If a woman with endometriosis is attempting to get pregnant, none of the above treatments prove safe since they would all affect hormone levels. As an alternative, a doctor will perform surgery to remove the misplaced endometrial growth.
Surgical removal of endometriosis usually helps reduce pain and improves fertility, but is not a permanent solution. As long as the ovaries remain in a woman’s body, she’ll have to deal with the effects of endometriosis until she finishes menopause.
If women wish to prevent future endometriosis following this surgery, they will require additional hormone suppression.
Does surgery eliminate endometriosis pain?
If you are on hormone suppression therapies after surgery and are still experiencing pain, it likely originates from another source. It’s not uncommon for women with endometriosis to have multifactorial pain, meaning that they may suffer from endometriosis and other pain-inducing conditions. For this reason, it’s important to talk to your doctor early on if you are experiencing overly painful periods.
Some may wonder if a hysterectomy might cure endometriosis. Unfortunately, endometriosis grows in response to estrogen, which ovaries produce. Bradshaw-Whitear explains that only when the uterus and ovaries are removed will the patient be free of endometriosis unless they are given estrogen medication.

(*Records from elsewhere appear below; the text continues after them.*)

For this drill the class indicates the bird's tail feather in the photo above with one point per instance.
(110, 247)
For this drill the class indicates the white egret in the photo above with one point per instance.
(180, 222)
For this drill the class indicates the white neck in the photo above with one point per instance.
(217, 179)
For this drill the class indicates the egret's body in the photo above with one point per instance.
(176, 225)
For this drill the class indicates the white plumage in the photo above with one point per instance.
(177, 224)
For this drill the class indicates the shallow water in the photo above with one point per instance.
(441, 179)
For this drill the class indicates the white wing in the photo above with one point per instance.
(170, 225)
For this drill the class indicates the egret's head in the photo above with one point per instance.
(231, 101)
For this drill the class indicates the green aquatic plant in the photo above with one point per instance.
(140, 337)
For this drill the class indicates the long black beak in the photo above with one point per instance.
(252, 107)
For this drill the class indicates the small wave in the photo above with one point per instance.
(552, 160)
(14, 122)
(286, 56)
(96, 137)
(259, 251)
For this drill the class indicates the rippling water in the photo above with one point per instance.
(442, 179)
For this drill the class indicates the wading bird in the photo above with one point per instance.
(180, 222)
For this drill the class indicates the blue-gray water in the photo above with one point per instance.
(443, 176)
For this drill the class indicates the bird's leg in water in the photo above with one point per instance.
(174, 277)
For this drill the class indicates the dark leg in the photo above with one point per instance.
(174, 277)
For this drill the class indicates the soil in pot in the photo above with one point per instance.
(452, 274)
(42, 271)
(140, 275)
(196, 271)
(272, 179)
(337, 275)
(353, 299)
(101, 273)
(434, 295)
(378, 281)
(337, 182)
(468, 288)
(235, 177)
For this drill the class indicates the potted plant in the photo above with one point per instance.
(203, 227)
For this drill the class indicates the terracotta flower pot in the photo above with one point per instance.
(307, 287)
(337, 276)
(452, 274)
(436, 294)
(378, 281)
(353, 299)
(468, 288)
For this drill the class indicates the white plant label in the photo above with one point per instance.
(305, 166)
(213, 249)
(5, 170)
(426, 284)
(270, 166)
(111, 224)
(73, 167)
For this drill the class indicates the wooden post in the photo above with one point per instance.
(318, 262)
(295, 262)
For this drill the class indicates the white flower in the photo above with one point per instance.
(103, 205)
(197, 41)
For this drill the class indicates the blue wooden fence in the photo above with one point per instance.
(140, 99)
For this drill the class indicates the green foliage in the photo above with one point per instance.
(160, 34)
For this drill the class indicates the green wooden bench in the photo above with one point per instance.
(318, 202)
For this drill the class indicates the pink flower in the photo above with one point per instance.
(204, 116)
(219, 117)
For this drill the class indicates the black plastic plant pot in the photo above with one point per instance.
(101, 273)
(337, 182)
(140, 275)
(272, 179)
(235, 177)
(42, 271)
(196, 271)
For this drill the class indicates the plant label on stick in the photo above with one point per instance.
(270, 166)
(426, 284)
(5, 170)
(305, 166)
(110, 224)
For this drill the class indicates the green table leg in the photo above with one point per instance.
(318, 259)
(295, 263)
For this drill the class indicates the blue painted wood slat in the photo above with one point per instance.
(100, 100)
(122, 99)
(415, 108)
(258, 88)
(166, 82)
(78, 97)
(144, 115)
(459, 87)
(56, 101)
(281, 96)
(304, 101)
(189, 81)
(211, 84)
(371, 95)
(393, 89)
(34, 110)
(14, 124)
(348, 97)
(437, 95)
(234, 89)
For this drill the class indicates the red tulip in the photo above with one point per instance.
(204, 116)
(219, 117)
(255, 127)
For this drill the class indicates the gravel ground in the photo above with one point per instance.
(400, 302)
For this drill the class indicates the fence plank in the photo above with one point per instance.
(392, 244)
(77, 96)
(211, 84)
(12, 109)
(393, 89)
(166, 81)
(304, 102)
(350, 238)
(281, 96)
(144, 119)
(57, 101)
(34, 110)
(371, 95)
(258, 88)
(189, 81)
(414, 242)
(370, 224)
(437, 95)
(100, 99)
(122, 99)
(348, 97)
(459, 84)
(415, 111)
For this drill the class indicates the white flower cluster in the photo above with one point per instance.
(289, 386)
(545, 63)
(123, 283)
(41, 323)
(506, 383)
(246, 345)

It’s not uncommon for women with endometriosis to have multifactorial pain, meaning that they may suffer from endometriosis and other pain-inducing conditions. For this reason, it’s important to talk to your doctor early on if you are experiencing overly painful periods.
Although surgery provides some relief for patients with endometriosis, Bradshaw-Whitear does not recommend ovary removal in women before menopause (unless the ovaries are diseased) and emphasizes that it should always be a last resort. “Ovary removal would send the patient into immediate menopause, which has its own set of challenges and health effects, especially when done too early.”
If a surgery with a hysterectomy is required, it is best to leave the ovaries and place patients on hormones. “The goal is to find a medication that can help maintain quality of life,” Bradshaw-Whitear says. Because endometriosis is a hormonally caused and regulated disease, hormone suppression treatments offer the best solution for long-term pain management.
If you’re unsure whether your painful periods are just a routine part of womanhood or point to something more serious, talk to your doctor.